Nello stesso corridoio di Palazzo Madama, il ministro dell’Economia si ferma a parlare con i cronisti con una postura decisamente più contenuta. L’amarezza per le accuse che il suo partito ha rivolto ai tecnici del Mef non è svanita. Ma a prevalere sono le ragioni della responsabilità. Non farà un passo indietro, anche se sulle dimissioni si lascia andare a una battuta: «Ci penso tutte le mattine, sarebbe la cosa più bella da fare», scherza dopo aver partecipato per qualche minuto ai lavori della commissione.

Però – precisa – «siccome è la ventinovesima legge di bilancio che faccio, so perfettamente come funziona e che molte cose sono naturali». Il riferimento è proprio alle frizioni delle ultime ore con i parlamentari leghisti. La priorità – è il ragionamento – è la manovra da portare a casa per aiutare le famiglie e le imprese. «A me – dice – interessa il prodotto finale».

Nel chiuso dell’aula della commissione avrà parole ancora più esplicite. Esordisce scusandosi «per quello che è avvenuto». Ringrazia la maggioranza e le opposizioni «per aver reso questi supplementari» e – ironizza – «speriamo di non andare ai rigori». Poi il tono si fa serio: «Come si conviene, il ministro si assume tutte le responsabilità di quello che è accaduto».

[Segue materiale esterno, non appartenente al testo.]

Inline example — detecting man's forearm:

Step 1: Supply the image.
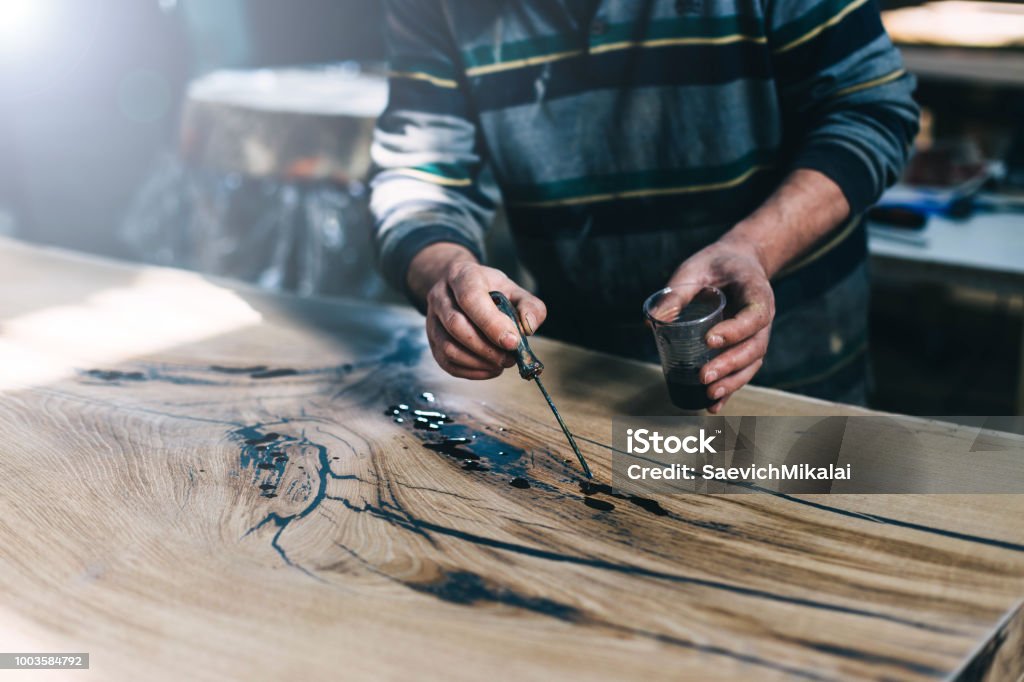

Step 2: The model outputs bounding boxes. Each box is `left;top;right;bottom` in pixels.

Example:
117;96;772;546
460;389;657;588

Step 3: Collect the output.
720;169;850;278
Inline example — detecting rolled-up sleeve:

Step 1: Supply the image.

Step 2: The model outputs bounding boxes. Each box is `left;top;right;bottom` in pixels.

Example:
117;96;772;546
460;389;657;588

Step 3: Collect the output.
371;0;498;293
767;0;919;214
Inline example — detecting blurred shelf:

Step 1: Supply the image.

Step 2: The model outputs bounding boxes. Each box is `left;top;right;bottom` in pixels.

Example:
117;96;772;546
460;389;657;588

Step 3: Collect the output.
900;45;1024;87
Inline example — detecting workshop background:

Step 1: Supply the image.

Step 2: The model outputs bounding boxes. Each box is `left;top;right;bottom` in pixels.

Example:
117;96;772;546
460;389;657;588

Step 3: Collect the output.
0;0;1024;415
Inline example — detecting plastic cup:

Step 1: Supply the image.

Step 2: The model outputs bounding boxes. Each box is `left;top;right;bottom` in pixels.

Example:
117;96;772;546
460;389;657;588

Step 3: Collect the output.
643;284;725;412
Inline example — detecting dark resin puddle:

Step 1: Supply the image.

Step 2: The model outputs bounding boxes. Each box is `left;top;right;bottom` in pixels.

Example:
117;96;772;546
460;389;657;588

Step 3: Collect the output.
580;480;669;516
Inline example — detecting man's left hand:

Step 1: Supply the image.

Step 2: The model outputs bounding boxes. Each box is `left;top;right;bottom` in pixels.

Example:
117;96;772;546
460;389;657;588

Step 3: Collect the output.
668;238;775;414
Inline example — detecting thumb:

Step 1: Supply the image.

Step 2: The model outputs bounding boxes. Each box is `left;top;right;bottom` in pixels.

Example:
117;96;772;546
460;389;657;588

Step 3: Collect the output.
509;286;548;336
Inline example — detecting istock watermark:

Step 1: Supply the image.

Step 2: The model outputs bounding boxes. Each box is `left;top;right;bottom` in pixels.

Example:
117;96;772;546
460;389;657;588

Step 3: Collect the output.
611;416;1024;495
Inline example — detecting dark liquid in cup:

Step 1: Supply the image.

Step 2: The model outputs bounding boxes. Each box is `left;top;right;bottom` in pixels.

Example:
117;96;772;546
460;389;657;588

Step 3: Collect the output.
666;372;715;411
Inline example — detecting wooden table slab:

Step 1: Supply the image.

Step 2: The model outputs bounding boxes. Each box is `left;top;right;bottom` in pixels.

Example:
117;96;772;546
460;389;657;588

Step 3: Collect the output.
0;236;1024;680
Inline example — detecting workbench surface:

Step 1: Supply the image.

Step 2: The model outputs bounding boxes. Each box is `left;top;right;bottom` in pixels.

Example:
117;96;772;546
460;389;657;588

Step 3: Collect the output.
0;236;1024;680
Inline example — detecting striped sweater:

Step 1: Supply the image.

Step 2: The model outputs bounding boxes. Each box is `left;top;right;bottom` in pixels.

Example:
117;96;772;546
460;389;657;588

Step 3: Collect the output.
372;0;918;339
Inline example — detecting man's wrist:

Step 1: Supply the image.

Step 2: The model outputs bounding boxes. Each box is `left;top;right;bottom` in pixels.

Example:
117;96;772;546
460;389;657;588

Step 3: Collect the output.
719;220;772;278
406;242;479;303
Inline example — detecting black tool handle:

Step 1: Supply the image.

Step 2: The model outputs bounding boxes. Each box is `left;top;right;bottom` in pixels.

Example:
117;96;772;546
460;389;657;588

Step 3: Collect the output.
490;291;544;379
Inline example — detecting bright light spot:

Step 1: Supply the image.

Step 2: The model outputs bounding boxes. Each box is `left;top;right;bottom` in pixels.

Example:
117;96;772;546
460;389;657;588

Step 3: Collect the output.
0;0;52;56
0;268;262;392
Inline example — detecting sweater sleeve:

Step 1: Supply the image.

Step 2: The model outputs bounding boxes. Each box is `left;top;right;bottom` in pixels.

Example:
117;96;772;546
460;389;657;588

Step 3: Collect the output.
766;0;919;215
371;0;498;294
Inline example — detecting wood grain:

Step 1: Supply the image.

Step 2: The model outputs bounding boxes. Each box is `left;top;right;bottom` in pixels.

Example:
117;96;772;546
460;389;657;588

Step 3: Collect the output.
0;235;1024;680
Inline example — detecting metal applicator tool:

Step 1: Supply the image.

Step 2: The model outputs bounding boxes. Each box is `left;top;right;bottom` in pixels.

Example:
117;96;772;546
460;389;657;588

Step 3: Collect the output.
490;291;594;478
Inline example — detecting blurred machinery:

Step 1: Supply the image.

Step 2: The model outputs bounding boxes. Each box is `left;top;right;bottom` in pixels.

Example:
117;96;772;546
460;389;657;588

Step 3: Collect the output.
122;62;389;300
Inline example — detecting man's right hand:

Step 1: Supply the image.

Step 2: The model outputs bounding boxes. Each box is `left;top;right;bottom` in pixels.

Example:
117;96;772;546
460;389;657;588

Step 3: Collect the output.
407;243;548;379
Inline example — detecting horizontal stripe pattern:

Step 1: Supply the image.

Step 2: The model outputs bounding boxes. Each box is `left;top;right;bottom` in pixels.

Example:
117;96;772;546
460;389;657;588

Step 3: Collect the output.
462;15;768;77
472;42;772;112
504;150;775;208
374;0;916;352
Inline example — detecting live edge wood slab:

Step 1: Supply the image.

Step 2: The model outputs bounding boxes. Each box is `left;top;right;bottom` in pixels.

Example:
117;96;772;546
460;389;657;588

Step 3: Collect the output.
0;236;1024;680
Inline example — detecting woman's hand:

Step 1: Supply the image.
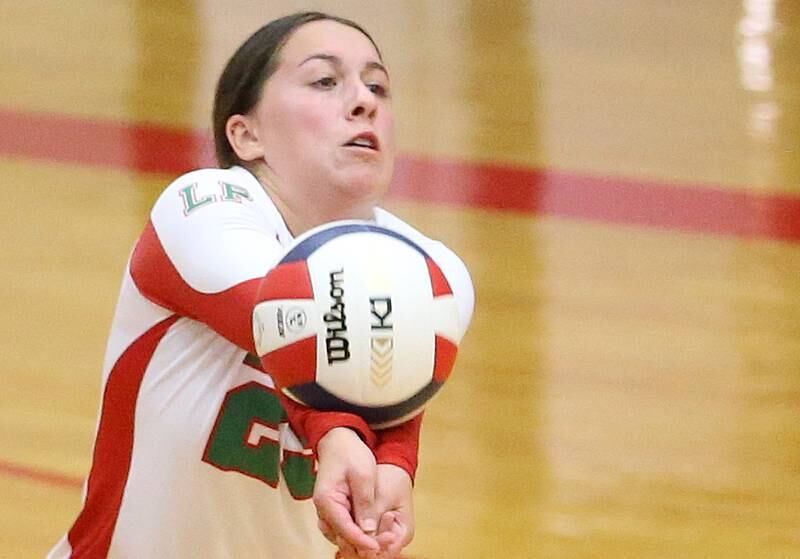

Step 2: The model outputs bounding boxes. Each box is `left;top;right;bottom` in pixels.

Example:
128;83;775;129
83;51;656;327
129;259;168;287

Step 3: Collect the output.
375;464;414;559
314;427;380;557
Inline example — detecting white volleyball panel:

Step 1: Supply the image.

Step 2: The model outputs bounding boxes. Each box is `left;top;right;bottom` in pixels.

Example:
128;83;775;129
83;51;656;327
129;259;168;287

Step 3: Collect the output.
431;295;461;345
253;299;324;356
308;233;435;406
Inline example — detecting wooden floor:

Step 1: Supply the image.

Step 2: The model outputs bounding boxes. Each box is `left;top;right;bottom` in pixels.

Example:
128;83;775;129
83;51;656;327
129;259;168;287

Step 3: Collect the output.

Fa scudo ai funzionari del suo dicastero: «Non c’è responsabilità di strutture varie e quant’altro». Ma il messaggio più pesante arriva alla fine: «Credo – scandisce – che il sale della politica sia prendersi le responsabilità e non scaricarle sugli altri». Non cita Salvini, ma i fedelissimi del segretario della Lega identificano il destinatario del ragionamento proprio nel loro leader. Che ieri ha sentito anche Giorgia Meloni. Una telefonata che fonti leghiste definiscono cordiale. In ambienti di governo, invece, il giudizio è differente: la premier avrebbe invitato il suo vice a un comportamento più mite. La stessa sollecitazione è stata rivolta anche ad altri ministri. In tanti sono rimasti delusi dallo spazio concesso da Palazzo Chigi per le modifiche in Parlamento.

Ma la presidente del Consiglio è stata irreprensibile: basta rivendicazioni, soprattutto nei giorni in cui la legge di bilancio, incassato il via libera del Senato, dovrà correre verso la Camera per il via libera definitivo. Ma le richieste ministeriali che non sono riuscite a entrare nel perimetro della manovra sono tante. Alcune — è la promessa di Meloni – saranno ripescate in un decreto. L’anno prossimo. I giochi per il 2025 sono chiusi. Tutto spostato all’anno pre-elettorale. Prima il lucchetto alla quarta manovra e l’avvio della pratica per l’uscita anticipata dalla procedura d’infrazione per deficit eccessivo. È il bollino rosso da togliere via dai conti. Se l’impegno con i ministri è contenuto, una ragione c’è: i margini nel 2026 saranno più ampi, ma non troppo. Un avviso a chi potrebbe pensare che è già scattato il liberi tutti.